Y es que, en el fondo, no hay autoridad en el sentido y significado que esta palabra tiene para lograr una disposición personal para hacerse obedecer, sin recurrir desde luego a medidas de fuerza. Por ejemplo, los modos de las autoridades en Chihuahua, en esta y en muchas materias es establecer multas. 

Está difícil que nuestros funcionarios logren, de la noche a la mañana, esa autoridad que se gana de manera natural, sin coacciones, sin dobleces, no brota forzada sino producto del reconocimiento de quien goza de obediencia por el respeto que se le tiene o por el ejemplo que da.

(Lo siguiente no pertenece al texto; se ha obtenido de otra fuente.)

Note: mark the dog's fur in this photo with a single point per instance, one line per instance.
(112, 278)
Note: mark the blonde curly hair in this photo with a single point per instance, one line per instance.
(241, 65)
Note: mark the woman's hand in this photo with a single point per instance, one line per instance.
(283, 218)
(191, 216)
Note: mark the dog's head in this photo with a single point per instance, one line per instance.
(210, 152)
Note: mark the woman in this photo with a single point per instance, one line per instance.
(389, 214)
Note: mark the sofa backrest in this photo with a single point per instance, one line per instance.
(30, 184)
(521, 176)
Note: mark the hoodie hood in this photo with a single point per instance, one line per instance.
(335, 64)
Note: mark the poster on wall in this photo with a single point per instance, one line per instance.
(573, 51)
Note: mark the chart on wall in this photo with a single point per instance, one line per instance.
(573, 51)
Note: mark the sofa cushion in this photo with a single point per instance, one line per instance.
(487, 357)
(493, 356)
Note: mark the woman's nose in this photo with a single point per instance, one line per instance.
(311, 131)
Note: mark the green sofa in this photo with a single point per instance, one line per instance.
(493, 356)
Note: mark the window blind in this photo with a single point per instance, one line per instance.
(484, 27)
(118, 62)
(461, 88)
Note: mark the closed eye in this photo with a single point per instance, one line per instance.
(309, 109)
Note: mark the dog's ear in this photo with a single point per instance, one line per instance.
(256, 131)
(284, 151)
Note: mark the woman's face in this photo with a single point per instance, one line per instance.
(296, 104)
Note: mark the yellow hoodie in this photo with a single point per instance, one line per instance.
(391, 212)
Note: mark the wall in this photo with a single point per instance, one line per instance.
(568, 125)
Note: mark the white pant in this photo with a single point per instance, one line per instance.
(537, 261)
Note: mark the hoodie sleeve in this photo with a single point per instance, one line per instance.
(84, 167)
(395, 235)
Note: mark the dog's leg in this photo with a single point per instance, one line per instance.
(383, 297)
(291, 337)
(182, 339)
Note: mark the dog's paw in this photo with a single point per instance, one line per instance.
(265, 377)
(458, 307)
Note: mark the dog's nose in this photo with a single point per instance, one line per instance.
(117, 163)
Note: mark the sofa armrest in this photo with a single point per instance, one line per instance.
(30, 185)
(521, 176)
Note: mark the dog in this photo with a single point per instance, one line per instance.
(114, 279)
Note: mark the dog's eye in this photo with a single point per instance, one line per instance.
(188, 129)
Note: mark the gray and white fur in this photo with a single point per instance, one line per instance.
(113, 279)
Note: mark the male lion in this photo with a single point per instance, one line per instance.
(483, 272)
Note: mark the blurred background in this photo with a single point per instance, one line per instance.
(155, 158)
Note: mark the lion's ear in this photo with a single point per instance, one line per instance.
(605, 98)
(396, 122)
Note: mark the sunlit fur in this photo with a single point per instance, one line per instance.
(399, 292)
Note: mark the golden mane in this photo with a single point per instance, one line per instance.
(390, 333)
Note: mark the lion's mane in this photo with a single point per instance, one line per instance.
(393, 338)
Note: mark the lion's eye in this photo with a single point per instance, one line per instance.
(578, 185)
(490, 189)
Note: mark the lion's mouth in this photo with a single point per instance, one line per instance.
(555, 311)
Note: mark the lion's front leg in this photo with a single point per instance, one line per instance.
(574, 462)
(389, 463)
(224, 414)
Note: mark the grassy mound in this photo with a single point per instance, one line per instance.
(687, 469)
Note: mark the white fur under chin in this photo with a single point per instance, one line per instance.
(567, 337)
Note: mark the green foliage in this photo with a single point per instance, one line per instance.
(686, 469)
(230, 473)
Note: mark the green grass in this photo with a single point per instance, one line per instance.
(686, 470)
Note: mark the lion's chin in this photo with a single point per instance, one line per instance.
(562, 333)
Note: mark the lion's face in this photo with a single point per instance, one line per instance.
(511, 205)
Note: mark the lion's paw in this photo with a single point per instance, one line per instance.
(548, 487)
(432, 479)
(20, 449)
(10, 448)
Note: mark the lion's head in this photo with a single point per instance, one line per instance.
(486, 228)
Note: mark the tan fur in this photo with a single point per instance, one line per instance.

Lejos estamos de esto.

Lo cercano es la anomia, prescindir de toda norma en muestra de desprecio al funcionariado o francamente el desafío, que debiera entenderse a final de cuentas como lesivo cuando la propia salud se pone en riesgo. 

Eso explica, por sólo poner un par de ejemplos, lo que sucede con Javier Corral y su querida secretaria Alejandra De la Vega, que quieren reabrir la maquila sin siquiera saber el número de empleados que ahí laboran o la orden de que no haya fiestas con motivo del 10 de mayo, decreto municipal de María Eugenia Campos que contrasta con las 735 que se reportaron. 

Por eso digo que nuestros funcionarios carecen de autoridad, en el buen sentido de este término.